Regulators under former President Barack Obama helped to reduce the issuance of leveraged loans from $607 billion globally in 2013 to $423 billion in 2015. However, President Trump’s administration loosened banking restrictions, resulting in a record $650 billion new issuances in 2017 and $1.6 trillion in 2018. Anton Pil, head of JP Morgan’s $100 billion alternative investments arm, has warned, “If you look back in 2007, we were worried about cov-lite debt in 2007, and that number was about a quarter of the market. Today it’s almost 80% … If you want to worry about something in the next two or three years, this is it.”
The rapid expansion of leveraged loan debt is quickly becoming a potential crisis. According to the Bank of England, “The global leveraged loan market is larger than – and growing as quickly as – the US subprime mortgage market was in 2006.” Like sub-prime mortgages in 2008, these risky loans are being repackaged into collateral loan obligations (CLOs) and sold to investors, positioning our nation for another potential financial crisis if companies default on their loans.
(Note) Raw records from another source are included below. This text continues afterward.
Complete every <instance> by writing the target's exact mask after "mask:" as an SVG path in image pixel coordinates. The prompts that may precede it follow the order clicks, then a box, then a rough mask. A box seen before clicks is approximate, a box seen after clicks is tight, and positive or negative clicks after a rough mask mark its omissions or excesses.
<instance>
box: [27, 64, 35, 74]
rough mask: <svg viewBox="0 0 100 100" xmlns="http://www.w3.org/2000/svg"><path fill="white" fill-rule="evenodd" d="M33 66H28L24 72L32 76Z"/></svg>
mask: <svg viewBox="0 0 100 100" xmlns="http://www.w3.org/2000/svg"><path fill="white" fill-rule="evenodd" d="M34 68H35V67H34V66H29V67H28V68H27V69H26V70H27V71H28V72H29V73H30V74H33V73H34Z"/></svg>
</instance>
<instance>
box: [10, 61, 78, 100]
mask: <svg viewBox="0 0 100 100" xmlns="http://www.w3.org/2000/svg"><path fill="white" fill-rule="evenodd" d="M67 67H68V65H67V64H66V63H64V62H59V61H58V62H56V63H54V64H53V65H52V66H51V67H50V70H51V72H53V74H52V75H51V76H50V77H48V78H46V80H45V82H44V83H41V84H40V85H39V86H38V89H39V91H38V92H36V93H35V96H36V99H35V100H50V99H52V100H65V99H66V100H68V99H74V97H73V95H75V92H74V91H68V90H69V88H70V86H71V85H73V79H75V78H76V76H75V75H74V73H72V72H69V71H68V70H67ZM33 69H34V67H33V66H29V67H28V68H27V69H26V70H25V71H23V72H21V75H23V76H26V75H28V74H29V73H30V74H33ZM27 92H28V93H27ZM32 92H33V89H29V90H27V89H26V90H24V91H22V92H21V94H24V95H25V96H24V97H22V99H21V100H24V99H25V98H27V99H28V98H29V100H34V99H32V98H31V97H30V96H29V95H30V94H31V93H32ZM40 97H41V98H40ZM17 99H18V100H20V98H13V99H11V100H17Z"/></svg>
Already, many of the companies who depend upon leveraged loans have a profit margin that is lower than their interest payments, earning them the status of “zombie firms.” An estimated 16% of all companies in the United States are zombie firms. As such, it is likely only a matter of time before they default on their loans.
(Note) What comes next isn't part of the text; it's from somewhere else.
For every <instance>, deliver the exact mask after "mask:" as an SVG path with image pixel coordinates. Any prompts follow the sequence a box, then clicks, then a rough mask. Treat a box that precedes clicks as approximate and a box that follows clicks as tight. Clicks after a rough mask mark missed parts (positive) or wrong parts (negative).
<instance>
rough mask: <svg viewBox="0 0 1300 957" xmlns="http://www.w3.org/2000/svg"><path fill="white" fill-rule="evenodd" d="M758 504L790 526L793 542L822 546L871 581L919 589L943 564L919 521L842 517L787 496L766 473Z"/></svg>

It appears that our economy is far more precarious than we realize. As a nation, we are drowning in a sea of debt. On the campaign trail, President Trump and his fellow Republicans preached fiscal responsibility, nevertheless, despite Republican majorities in both the House and the Senate, America continues to increase its debt.
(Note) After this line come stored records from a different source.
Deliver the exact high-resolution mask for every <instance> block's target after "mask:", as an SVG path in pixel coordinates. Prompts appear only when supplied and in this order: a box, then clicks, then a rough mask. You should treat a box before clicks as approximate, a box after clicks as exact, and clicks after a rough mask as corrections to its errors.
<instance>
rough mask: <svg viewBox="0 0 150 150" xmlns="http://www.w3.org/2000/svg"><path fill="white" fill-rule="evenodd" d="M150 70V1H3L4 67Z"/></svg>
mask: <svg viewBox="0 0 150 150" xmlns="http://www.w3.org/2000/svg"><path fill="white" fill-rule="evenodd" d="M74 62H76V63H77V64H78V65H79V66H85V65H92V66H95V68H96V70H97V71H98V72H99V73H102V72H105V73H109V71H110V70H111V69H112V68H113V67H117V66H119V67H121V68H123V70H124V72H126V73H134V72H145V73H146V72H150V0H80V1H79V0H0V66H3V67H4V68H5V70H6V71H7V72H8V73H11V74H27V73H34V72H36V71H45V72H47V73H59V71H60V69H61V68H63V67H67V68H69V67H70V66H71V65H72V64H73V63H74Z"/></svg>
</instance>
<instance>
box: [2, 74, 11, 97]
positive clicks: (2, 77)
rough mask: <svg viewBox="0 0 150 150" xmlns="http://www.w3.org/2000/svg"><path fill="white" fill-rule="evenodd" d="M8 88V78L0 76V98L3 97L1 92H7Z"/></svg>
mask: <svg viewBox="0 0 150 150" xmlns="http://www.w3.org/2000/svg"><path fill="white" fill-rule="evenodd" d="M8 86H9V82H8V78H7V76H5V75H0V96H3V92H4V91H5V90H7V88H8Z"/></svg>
According to Deuteronomy, a nation’s economy reflects its relationship with God:
If you faithfully obey the voice of the LORD your God, being careful to do all his commandments … The LORD will open to you his good treasury, the heavens, to give the rain to your land in its season and to bless all the work of your hands. And you shall lend to many nations, but you shall not borrow. And the LORD will make you the head and not the tail, and you shall only go up and not down, if you obey the commandments of the LORD your God, which I command you today, being careful to do them, … ‘But if you will not obey the voice of the LORD your God or be careful to do all his commandments and his statutes that I command you today, then all these curses shall come upon you and overtake you’” (Deut. 28:1, 12–13, 15).
Perhaps God is using our debt to capture our attention. We have rebelled against God’s moral commandments and refused to submit ourselves to His will. On our present course, we are destined to decline in our national influence as we sink ever deeper into debt.
The solution is spiritual, not political. Multiple administrations on both sides of the political aisle have only led us deeper into debt. Until we as a nation choose to turn back to God and follow Him, we will likely continue to plunge headlong toward financial ruin.